La oscuridad del lugar era completa y la temperatura seguía siendo muy baja, incluso para un robot. Ni un mísero rayo de luz hizo acto de presencia hasta que no hubieron pasado cerca del cúmulo abierto XWR 0208, desde donde las ráfagas de neutrones, en combinación con las ondas infrarrojas, impactaban sobre las termoplacas exteriores de la nave. Todos los presentes lo agradecieron sobremanera. Aun así, no tardaron en volver a una completa oscuridad y el desánimo pudo con todos ellos, tanto que muchos de ellos no dudaron en poner en entredicho la necesidad del viaje. Gracias al ordenador de abordo la cosa no fue a mayores. Ésta, con una voz suave, amable e inevitablemente artificial apaciguó a los desorientados robots y, al mismo tiempo, ofreció ciertos datos relacionados con el viaje:
-Todos los motores funcionan a pleno rendimiento y la reserva de hidrógeno es la adecuada. Temperatura interna: 4 grados centígrados. Temperatura externa: -83 grados centígrados. Tiempo estimado de llegada: 12 minutos.

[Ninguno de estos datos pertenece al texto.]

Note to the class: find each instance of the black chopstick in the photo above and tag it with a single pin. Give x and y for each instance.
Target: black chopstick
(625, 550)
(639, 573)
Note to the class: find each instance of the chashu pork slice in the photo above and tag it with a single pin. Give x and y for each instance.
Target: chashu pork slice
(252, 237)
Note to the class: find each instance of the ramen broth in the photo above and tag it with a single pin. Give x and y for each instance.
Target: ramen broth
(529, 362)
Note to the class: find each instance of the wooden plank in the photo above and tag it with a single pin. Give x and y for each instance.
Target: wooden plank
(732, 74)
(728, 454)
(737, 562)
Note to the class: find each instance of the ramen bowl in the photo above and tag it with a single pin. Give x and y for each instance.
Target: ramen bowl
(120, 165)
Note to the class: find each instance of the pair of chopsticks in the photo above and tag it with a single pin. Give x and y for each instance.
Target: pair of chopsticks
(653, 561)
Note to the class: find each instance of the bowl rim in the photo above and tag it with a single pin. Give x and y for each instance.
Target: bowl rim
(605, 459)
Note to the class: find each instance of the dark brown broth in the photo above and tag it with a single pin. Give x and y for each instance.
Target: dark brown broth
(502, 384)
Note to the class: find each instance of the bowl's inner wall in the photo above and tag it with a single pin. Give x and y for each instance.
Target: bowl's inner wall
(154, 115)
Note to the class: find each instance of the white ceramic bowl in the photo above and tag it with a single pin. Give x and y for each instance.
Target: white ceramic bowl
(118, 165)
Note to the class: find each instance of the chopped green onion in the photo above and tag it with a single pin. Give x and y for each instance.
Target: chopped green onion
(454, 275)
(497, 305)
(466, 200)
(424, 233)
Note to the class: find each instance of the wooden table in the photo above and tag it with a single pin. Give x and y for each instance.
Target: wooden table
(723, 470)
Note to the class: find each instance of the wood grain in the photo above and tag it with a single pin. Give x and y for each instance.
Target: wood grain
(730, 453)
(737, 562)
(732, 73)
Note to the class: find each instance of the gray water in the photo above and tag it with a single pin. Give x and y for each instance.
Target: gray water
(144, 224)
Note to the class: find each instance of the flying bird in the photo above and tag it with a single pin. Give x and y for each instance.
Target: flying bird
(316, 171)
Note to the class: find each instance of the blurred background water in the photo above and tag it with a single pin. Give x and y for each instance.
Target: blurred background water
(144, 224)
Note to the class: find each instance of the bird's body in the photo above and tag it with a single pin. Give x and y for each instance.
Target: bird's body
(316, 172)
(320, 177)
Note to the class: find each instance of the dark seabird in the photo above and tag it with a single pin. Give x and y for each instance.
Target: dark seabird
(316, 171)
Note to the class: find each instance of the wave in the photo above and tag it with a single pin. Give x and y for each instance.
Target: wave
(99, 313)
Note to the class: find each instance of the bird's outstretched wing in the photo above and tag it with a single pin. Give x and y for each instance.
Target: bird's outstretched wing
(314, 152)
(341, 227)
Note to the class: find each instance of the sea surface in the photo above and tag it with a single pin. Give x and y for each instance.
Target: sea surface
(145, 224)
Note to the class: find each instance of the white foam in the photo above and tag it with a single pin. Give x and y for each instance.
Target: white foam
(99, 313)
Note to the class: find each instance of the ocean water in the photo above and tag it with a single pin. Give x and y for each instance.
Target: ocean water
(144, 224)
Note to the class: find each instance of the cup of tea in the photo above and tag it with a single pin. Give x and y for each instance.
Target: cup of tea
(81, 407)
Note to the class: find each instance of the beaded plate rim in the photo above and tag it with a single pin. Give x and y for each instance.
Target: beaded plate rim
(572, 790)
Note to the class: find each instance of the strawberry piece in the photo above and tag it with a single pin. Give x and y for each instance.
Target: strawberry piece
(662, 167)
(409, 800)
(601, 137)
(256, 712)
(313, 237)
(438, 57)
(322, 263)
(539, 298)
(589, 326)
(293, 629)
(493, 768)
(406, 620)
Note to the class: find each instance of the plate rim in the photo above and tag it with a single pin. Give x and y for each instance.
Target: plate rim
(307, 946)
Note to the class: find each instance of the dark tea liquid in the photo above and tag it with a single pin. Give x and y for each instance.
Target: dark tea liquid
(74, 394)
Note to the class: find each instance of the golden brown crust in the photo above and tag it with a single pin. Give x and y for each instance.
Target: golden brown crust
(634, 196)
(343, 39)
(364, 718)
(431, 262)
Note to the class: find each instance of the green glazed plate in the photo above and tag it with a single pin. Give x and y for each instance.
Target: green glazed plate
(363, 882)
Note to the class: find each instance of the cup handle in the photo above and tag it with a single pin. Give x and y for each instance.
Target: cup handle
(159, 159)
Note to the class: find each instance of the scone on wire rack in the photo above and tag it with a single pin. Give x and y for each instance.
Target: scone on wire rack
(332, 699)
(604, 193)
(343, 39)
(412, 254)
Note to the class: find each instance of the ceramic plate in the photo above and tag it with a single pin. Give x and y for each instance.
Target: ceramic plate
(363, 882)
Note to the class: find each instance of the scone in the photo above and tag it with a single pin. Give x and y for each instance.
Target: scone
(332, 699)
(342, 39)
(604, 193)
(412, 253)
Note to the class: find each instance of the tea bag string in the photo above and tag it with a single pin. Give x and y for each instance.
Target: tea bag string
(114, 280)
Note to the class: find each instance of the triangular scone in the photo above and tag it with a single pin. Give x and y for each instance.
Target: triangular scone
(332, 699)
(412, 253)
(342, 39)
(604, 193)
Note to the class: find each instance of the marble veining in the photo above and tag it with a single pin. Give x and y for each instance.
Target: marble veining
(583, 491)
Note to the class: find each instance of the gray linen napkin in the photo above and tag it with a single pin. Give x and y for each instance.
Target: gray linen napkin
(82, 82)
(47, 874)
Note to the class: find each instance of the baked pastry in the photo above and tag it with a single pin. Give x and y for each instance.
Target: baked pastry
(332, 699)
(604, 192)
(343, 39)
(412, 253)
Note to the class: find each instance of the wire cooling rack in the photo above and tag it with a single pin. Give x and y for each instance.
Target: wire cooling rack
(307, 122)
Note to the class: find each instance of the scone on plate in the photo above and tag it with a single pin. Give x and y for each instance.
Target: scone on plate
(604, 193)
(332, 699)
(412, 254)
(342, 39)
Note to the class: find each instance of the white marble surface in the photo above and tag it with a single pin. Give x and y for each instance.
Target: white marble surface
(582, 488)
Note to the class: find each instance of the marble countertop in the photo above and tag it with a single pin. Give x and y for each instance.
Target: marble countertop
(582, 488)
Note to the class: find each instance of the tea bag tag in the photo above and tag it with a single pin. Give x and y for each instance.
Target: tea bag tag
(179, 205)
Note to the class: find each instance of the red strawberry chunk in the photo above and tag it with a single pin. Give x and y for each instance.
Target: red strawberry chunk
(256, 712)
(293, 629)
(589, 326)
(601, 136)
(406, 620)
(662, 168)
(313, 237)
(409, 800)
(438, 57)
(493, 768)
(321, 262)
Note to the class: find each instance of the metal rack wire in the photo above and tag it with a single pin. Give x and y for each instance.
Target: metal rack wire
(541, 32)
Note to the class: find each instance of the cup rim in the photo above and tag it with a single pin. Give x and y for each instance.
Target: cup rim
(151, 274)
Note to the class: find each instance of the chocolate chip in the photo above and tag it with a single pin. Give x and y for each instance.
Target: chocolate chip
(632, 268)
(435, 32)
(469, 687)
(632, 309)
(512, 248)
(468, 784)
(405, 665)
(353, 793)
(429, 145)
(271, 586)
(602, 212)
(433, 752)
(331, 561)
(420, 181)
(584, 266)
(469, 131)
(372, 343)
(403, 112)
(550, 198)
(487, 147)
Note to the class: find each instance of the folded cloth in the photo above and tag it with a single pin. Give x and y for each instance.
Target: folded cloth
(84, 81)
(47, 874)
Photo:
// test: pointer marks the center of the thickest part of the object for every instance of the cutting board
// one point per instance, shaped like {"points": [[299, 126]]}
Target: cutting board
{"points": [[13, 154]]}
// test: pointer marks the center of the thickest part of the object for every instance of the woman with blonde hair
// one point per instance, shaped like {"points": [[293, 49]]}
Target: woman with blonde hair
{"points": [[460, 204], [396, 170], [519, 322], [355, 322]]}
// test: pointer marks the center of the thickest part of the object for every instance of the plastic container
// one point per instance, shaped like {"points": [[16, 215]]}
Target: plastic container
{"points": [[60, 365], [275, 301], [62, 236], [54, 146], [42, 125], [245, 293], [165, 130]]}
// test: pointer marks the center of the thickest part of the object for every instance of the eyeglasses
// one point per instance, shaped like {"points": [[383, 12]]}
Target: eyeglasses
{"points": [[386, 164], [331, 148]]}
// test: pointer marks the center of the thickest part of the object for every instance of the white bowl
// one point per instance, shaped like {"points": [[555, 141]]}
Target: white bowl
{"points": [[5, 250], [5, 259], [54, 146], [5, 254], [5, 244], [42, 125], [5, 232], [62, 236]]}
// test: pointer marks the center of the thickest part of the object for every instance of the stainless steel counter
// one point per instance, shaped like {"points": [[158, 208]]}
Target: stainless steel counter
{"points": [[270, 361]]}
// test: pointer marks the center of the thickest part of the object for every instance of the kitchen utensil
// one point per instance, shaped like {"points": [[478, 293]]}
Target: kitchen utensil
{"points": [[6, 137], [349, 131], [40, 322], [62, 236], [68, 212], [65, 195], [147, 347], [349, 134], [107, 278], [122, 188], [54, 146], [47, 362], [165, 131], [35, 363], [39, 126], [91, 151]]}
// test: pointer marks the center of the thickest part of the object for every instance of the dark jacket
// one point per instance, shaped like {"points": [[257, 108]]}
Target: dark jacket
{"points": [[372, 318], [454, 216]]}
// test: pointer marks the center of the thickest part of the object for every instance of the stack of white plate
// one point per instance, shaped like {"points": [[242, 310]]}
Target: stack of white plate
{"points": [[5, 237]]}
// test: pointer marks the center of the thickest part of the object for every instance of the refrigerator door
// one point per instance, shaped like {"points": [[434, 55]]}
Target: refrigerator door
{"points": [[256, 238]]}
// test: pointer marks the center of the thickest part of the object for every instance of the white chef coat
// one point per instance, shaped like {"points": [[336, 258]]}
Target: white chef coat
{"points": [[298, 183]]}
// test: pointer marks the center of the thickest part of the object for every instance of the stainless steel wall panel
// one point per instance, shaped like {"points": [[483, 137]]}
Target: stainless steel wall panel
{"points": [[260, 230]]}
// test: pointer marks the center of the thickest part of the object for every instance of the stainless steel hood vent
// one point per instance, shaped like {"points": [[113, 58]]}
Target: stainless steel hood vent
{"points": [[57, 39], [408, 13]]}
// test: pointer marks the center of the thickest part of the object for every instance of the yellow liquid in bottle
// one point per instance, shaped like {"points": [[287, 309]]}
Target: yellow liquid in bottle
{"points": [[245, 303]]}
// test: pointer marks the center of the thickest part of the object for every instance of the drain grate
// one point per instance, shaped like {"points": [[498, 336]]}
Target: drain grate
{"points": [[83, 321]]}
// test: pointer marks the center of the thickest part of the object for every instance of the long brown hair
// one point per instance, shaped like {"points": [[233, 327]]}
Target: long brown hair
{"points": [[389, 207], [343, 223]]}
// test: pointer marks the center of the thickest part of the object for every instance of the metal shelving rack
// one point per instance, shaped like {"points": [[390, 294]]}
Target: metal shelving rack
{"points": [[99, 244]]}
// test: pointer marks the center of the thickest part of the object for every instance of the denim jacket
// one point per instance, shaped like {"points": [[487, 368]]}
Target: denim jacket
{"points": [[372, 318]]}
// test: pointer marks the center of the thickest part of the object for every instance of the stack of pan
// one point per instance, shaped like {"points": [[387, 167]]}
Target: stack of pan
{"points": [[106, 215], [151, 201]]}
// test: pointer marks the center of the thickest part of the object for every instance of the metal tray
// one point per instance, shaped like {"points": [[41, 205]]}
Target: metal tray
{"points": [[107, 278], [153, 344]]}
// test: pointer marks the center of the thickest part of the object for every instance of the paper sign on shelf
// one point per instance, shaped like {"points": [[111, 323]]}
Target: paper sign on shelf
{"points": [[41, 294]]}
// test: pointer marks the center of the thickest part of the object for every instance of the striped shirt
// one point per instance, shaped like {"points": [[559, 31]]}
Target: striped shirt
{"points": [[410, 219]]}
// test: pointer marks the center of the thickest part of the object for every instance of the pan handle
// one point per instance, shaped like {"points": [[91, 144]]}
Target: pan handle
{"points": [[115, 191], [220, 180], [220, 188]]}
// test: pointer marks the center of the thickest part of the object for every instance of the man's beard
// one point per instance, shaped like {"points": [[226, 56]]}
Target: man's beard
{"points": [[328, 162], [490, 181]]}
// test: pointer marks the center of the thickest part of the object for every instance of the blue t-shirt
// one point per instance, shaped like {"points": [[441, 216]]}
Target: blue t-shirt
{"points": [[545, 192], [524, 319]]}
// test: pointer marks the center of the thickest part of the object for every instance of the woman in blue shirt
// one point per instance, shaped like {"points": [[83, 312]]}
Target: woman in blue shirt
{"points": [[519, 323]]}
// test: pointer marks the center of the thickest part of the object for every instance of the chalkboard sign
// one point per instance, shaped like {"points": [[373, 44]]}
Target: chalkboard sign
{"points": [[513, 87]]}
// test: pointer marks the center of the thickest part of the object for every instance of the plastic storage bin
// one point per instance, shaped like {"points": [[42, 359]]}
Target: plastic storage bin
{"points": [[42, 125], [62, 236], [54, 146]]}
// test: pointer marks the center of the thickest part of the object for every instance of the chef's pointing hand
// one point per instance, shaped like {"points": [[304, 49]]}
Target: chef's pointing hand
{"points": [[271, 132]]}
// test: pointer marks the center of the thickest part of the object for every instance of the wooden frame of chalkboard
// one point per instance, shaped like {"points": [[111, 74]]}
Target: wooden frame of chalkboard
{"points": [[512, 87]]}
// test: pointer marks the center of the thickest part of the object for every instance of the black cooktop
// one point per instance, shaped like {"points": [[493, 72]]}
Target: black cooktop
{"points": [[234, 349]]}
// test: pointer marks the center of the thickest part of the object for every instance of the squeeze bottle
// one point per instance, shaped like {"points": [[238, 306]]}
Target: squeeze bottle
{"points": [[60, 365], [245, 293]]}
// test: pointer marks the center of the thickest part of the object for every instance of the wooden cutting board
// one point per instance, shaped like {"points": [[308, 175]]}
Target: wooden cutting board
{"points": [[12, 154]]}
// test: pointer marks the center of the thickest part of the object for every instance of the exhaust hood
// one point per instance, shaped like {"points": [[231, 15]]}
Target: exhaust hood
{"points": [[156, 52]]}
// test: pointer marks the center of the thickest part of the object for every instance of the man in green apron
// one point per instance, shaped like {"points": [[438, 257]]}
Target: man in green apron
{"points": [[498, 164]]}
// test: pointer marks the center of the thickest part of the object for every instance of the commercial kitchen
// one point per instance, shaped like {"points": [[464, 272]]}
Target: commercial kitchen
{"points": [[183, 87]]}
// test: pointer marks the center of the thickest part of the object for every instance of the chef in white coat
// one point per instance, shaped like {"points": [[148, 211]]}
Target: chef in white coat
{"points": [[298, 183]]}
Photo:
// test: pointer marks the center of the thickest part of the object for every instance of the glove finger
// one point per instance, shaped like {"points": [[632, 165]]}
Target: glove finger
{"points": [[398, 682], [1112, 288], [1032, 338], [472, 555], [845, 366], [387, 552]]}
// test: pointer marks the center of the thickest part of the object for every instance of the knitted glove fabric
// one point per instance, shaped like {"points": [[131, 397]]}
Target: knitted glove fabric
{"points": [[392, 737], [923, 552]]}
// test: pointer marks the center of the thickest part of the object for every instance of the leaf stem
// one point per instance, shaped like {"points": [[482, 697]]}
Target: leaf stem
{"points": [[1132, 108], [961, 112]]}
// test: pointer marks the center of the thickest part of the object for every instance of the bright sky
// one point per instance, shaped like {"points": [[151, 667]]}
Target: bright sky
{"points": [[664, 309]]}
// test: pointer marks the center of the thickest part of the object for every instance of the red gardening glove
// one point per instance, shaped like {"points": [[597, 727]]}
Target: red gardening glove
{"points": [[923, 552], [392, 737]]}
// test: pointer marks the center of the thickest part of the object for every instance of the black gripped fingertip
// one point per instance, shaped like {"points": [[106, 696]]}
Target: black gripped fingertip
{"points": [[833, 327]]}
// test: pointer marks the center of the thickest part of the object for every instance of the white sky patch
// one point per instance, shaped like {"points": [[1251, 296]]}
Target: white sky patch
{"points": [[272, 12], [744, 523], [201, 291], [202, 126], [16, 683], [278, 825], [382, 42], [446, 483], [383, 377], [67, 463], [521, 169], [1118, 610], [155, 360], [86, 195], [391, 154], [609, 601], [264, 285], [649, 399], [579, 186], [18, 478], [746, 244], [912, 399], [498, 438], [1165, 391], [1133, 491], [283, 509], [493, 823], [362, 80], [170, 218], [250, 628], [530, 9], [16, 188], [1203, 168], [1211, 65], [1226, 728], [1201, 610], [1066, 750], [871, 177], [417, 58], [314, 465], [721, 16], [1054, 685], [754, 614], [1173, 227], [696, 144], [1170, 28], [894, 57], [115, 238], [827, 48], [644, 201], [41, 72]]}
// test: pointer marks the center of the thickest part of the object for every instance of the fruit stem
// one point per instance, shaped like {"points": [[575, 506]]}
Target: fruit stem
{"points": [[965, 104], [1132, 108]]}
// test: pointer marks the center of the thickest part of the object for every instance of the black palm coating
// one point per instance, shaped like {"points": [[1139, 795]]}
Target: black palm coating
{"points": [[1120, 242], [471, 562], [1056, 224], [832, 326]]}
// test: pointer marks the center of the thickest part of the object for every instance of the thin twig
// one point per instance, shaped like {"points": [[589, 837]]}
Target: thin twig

            En ese instante, un sentimiento de incertidumbre hacia lo desconocido invadió a los allí presentes. Los nervios afloraron como no lo habían hecho antes y provocaron alguna que otra alocada risa. Caimo, a su vez, intentaba mantener la calma, lo cual, no le era muy fácil, y pensaba en cosas agradables, apacibles, simples. La exquisita tarta de pera de su madre le vino a la mente.
            A los cinco minutos, más o menos, la nave entró en el campo gravitatorio del planeta y, bajo su influjo, deceleró paulatinamente. Al parecer, estaban acercándose por la cara oculta, ya que no podían ver más que una silueta oscura, una concentración de masa negra. Aun así, según la información proporcionada por el ordenador de a bordo, aquel lugar poseía una fuente luminosa de energía. De pronto, ocurrió: unas tímidos rayos de luz hicieron acto de presencia e iluminaron todo aquello con lo que se toparon. El planeta, antes oscuro, amaneció y se presentó en todo su esplendor, ofreciendo unas imágenes azul-verdosas dignas de mención. Era algo maravilloso, sublime, difícilmente superable. Caimo sintió cómo le vibraban todos sus circuitos internos y saboreó un estado de pseudo-felicidad. A medida que se acercaban, era posible discernir diminutos detalles e irregularidades de la superficie, grandes aglomeraciones de agua, montañas, crestas, valles, verdes bosques parecidos a los bosques de Malgorean... todo era espectacular, y cada cosa nueva que aparecía en el visor de la nave era mucho mejor que la anterior. Era el momento ideal, sin duda, para descubrir qué era lo que su madre le había dado antes de partir. Desenrolló con sumo cuidado el delicado trozo de papel y leyó:

Cuando las luces de las estrellas se apaguen, no desesperes, el sol resurgirá de sus cenizas y brillará con más fuerza, reinando por toda la eternidad.

          Aquellas palabras, escritas de manera sutil, aliviaron a Caimo. Había llegado con sus congéneres a su nueva casa, AFL 1920, que los autóctonos que conocería posteriormente llamaban, la Tierra.